La CNMC archiva la investigación contra Repsol, BP y Moeve por presunto pacto de precios
La CNMC decide archivar la investigación contra Repsol, BP y Moeve al no encontrar pruebas de acuerdos en precios, aunque mantiene una sanción previa a Repsol por abuso de posición dominante.
La CNMC ha decidido archivar la investigación abierta contra Repsol, BP y Moeve por presuntas prácticas anticompetitivas en el mercado de combustibles en España. La decisión pone fin a un proceso iniciado en 2022 tras las denuncias de asociaciones del sector de estaciones de servicio independientes.
La CNMC descarta acuerdos ilegales entre las grandes petroleras
El organismo regulador ha concluido que no existen indicios suficientes de que las compañías investigadas hayan incurrido en acuerdos de fijación de precios o prácticas colusorias, lo que le ha llevado a no incoar un procedimiento sancionador. La investigación analizaba posibles infracciones de los artículos 1 y 2 de la Ley de Defensa de la Competencia.
Las denuncias fueron presentadas por AESAE y ACIH, que acusaban a las grandes petroleras de coordinar sus estrategias comerciales en un contexto marcado por la subida de precios de los carburantes tras la invasión de Ucrania por parte de Rusia.
Según estas asociaciones, las compañías habrían aplicado una doble estrategia: por un lado, incrementar los precios mayoristas a las gasolineras independientes (low cost) y, por otro, ofrecer descuentos agresivos en el canal minorista mediante programas de fidelización, con el objetivo de ganar cuota de mercado.
Sin pruebas de coordinación ni dominio colectivo
Tras el análisis realizado, la CNMC concluye que no se ha demostrado la existencia de intercambio de información sensible ni coordinación entre las compañías. En particular, destaca que BP y Moeve conocieron las estrategias comerciales de Repsol a través de fuentes públicas y medios de comunicación, sin que exista evidencia de comunicación directa entre ellas.
Además, el regulador subraya que no existe una posición de dominio colectiva entre las tres empresas, ya que presentan diferencias significativas en capacidad y cuota de mercado. En este sentido, Repsol contaba en 2022 con una capacidad de refino considerablemente superior a la de sus competidores, lo que refuerza la idea de que no actuaban como una entidad económica única.

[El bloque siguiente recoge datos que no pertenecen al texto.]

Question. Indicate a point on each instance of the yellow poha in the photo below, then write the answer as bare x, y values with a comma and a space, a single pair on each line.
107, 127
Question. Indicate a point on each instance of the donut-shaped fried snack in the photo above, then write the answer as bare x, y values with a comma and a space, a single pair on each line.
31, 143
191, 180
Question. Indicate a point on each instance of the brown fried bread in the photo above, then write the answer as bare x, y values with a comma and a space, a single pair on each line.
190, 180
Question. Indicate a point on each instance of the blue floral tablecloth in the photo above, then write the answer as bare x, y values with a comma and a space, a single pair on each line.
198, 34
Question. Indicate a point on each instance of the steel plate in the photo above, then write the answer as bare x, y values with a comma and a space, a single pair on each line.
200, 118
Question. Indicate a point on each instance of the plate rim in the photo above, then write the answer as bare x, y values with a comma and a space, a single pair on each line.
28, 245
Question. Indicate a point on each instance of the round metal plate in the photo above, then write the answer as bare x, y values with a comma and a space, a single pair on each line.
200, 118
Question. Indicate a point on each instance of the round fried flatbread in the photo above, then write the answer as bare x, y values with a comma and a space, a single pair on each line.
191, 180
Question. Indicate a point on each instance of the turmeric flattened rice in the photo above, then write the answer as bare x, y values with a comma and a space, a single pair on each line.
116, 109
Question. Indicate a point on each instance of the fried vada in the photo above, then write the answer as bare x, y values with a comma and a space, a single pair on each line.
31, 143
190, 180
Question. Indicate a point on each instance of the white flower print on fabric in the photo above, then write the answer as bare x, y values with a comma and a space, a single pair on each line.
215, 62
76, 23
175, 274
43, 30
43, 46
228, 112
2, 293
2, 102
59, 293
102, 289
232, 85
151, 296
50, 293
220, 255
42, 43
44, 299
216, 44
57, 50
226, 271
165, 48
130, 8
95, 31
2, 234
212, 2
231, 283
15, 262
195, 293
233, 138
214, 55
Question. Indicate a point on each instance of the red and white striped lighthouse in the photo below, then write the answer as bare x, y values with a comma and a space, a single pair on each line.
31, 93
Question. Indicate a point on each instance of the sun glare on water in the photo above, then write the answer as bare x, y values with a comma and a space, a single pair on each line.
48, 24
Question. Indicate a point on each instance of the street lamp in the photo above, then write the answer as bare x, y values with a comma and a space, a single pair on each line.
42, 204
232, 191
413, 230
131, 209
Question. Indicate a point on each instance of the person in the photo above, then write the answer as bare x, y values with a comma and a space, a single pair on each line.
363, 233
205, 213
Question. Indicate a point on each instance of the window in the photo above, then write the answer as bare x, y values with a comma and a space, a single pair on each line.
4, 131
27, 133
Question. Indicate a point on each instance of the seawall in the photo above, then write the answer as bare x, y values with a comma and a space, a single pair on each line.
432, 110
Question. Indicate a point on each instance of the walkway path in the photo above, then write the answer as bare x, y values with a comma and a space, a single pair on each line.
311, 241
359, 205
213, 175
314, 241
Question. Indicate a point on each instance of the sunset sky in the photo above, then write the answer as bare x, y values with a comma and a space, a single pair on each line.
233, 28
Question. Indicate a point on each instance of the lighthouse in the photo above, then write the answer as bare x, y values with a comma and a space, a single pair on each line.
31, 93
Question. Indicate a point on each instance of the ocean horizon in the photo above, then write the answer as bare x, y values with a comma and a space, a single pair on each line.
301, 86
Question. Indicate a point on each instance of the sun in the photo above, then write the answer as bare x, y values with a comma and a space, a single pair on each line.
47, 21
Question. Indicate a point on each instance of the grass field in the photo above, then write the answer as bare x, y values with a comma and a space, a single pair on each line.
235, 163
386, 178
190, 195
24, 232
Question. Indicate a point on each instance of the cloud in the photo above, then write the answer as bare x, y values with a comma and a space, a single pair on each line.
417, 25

Repsol sí fue sancionada en otro procedimiento
A pesar del archivo de esta investigación, la CNMC recuerda que en un expediente distinto (S/0011/22), finalizado en enero de 2026, sí sancionó a Repsol con 20,5 millones de euros por abuso de posición dominante.

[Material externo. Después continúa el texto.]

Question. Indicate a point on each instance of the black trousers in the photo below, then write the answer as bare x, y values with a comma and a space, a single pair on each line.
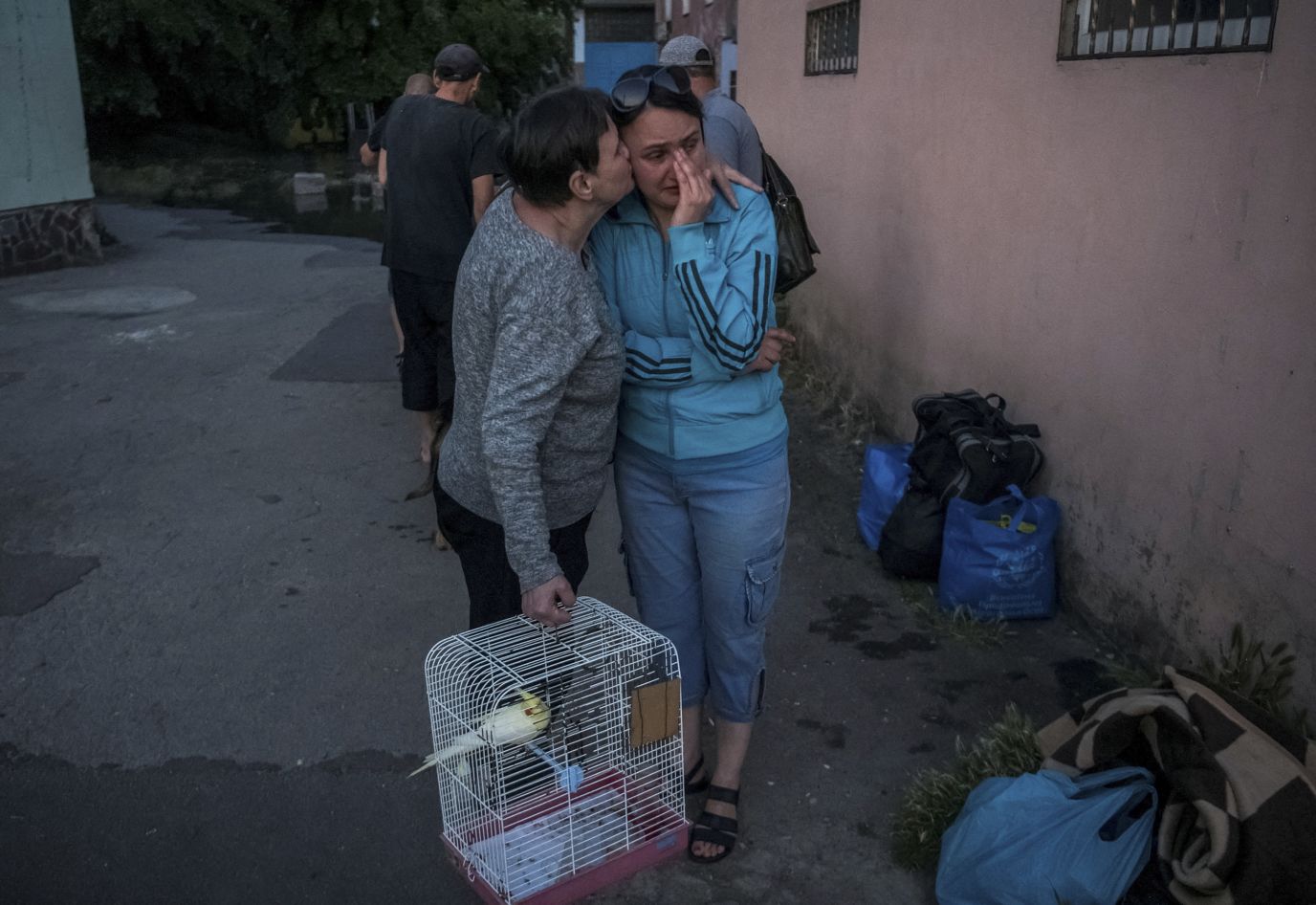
424, 309
494, 588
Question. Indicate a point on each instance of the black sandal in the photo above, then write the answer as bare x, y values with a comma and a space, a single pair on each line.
696, 785
714, 828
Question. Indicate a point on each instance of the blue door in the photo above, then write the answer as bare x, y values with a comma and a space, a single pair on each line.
605, 60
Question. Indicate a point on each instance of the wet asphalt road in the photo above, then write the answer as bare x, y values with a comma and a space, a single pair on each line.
214, 607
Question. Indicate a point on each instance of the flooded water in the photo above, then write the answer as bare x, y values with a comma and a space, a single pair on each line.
252, 185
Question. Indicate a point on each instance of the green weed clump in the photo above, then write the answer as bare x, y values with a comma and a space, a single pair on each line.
1007, 747
1265, 679
1246, 667
958, 624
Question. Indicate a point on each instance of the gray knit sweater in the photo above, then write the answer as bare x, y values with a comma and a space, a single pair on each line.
538, 360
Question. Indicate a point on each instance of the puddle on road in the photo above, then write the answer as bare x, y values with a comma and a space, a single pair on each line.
251, 183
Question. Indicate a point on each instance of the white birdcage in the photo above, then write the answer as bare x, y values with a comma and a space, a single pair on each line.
559, 753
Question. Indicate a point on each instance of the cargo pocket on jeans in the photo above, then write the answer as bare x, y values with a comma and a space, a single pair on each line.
762, 582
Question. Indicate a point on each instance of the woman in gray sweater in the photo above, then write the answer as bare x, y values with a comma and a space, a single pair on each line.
538, 360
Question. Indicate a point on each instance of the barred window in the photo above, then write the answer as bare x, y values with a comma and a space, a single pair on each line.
832, 38
1153, 28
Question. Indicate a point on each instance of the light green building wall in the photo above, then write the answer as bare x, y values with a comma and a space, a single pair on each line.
42, 137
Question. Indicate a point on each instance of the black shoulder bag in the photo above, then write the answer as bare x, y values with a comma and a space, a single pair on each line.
795, 246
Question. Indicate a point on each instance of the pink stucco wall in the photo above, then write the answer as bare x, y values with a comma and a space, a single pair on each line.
1124, 249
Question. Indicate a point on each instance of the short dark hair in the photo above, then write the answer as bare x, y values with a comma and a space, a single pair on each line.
552, 137
686, 101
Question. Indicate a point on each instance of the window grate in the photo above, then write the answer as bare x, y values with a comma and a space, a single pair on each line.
832, 39
1092, 29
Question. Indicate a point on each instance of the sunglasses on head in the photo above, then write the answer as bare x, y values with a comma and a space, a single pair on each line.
632, 92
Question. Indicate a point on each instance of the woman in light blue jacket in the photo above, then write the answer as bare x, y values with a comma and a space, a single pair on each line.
700, 466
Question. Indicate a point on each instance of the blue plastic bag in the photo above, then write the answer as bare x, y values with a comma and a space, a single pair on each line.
998, 560
886, 471
1045, 838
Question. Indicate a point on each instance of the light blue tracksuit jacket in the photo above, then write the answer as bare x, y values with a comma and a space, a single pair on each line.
693, 311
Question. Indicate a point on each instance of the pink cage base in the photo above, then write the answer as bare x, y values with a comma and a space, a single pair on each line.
623, 865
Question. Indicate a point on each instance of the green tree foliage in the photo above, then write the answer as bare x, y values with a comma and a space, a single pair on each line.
257, 65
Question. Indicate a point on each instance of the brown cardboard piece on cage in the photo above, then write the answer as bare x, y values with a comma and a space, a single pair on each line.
654, 712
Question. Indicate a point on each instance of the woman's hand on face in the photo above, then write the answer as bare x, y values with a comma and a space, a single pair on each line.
696, 191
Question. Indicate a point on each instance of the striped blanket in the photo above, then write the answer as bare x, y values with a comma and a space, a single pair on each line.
1239, 821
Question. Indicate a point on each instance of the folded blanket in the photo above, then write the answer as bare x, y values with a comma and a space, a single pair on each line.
1239, 823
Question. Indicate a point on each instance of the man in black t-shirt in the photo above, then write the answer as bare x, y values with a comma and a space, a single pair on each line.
420, 83
437, 158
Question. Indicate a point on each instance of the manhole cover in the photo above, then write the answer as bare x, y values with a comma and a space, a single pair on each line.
120, 300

En ese caso, se determinó que la compañía llevó a cabo un estrechamiento de márgenes en el mercado mayorista, dificultando la competencia de las gasolineras independientes. Entre las prácticas detectadas se incluyen:
- Incremento de precios del Gasóleo A (GOA) a competidores
- Políticas de retención de volumen
- Descuentos en el mercado minorista superiores a los exigidos por el Gobierno
Estas estrategias habrían permitido a la compañía reforzar su posición en el mercado, afectando negativamente a operadores más pequeños.
Impacto en el sector de las gasolineras low cost
El caso pone de relieve la tensión existente entre las grandes petroleras y las estaciones de servicio independientes. Aunque en esta ocasión no se han acreditado prácticas coordinadas, la CNMC mantiene su vigilancia sobre posibles abusos de poder de mercado, especialmente en un sector clave para la economía y el consumidor.
La decisión también marca un precedente importante: no basta con la coincidencia de estrategias comerciales para demostrar un acuerdo ilegal, siendo necesario acreditar pruebas claras de coordinación o intercambio de información.
En definitiva, el archivo de la causa supone un alivio para BP, Moeve y Repsol en este expediente concreto, pero también refuerza el mensaje del regulador: las prácticas individuales que distorsionen la competencia seguirán siendo objeto de sanción, como ya ocurrió en el caso específico de Repsol.